Just like home cordless telephones, TV reception, and cellular phones, these cameras can be temperamental and will not operate properly if they are placed too close to another electronic device, such as a cordless phone, television, or microwave.

What is the difference between various frequencies?
Most cameras operate on a 2.4 GHz frequency, as do cordless phones. There are three other frequencies: 2.4 GHz, 1.2 GHz, 900 MHz, 5.8 GHz, each with their own specifications.

2.4 GHz
A 2.4 GHz Wireless Camera comes with multiple channels. No tuning is required. Overall video quality is better. Range varies from 200-700 feet.
1.2 GHz
High resolution video transmission and outdoor medium range potential makes 1.2 GHz a good choice for multiple system applications, especially when going through ceilings, floors and most walls.

900 MHz
This is an amateur band. 4 channels are available in the 900 band. Range varies from 200-700 feet or more depending on environmental conditions. Its receivers have a tuning knob that you must adjust to attain a clear, sharp picture.

5.8 GHz
5.8 GHz is the latest and greatest in CCTV Wireless Security Equipment. You can record and view up to 4 channels of video with a range of up to 300 ft. with direct line-of-sight.

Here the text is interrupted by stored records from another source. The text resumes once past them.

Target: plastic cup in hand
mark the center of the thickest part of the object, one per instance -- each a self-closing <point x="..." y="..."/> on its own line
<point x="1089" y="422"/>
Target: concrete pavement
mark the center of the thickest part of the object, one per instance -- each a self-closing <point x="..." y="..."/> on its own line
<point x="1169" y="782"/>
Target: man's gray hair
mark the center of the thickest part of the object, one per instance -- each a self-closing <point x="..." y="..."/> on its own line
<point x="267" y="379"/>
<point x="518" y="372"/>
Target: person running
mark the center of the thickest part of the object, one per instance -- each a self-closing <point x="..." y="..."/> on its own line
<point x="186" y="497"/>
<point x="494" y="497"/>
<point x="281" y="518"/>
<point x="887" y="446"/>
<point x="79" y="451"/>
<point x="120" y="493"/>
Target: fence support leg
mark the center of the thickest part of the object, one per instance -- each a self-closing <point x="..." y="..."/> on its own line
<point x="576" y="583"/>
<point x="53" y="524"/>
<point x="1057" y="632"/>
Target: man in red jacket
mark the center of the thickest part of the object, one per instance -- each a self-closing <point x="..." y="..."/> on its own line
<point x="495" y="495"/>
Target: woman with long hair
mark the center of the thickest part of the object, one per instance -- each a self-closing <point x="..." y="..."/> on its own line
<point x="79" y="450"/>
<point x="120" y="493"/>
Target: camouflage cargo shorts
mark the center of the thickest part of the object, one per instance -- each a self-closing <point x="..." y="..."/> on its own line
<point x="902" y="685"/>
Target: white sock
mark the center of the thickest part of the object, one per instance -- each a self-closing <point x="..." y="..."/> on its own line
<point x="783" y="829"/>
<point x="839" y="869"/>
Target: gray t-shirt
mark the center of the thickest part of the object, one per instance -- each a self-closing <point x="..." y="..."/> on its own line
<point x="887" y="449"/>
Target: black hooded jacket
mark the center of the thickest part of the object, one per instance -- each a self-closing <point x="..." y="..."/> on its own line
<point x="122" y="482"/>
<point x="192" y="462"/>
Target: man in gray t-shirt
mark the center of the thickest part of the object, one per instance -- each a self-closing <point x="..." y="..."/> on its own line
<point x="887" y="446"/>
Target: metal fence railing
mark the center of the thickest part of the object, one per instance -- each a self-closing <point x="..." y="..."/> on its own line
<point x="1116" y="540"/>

When using this frequency, you are not sharing a radio frequency that is considered to be part of the public band, eliminating interference from other devices. It can also send a strong signal up to 2,000 feet.

Will other electronic devices interfere with Wireless Cameras?
The signal generated by a 2.4GHz Wireless Camera may be disrupted by the 2.4GHz cordless phone or other 2.4 GHz devices. Your microwave oven might also generate a conflicting signal since your wireless cameras and the microwave operate on the same frequency. This will not damage your camera.

What is the difference between a Wireless Camera and a Wireless Network Camera?
An ordinary Wireless Camera transmits its A/V data via RCA or COAX cable to a monitor or a recording device (either a VCR or DVR).

A Wireless Network Camera (aka "Wireless IP Cameras" or "Ethernet Cameras") transmits its signal via standard computer networking cable. It has software built-in on its chip that allows anyone on the network to view the A/V data, just like a computer on a network. There is no special software needed to view the camera. You can view the images in a web browser by pulling up the IP Address assigned to the camera.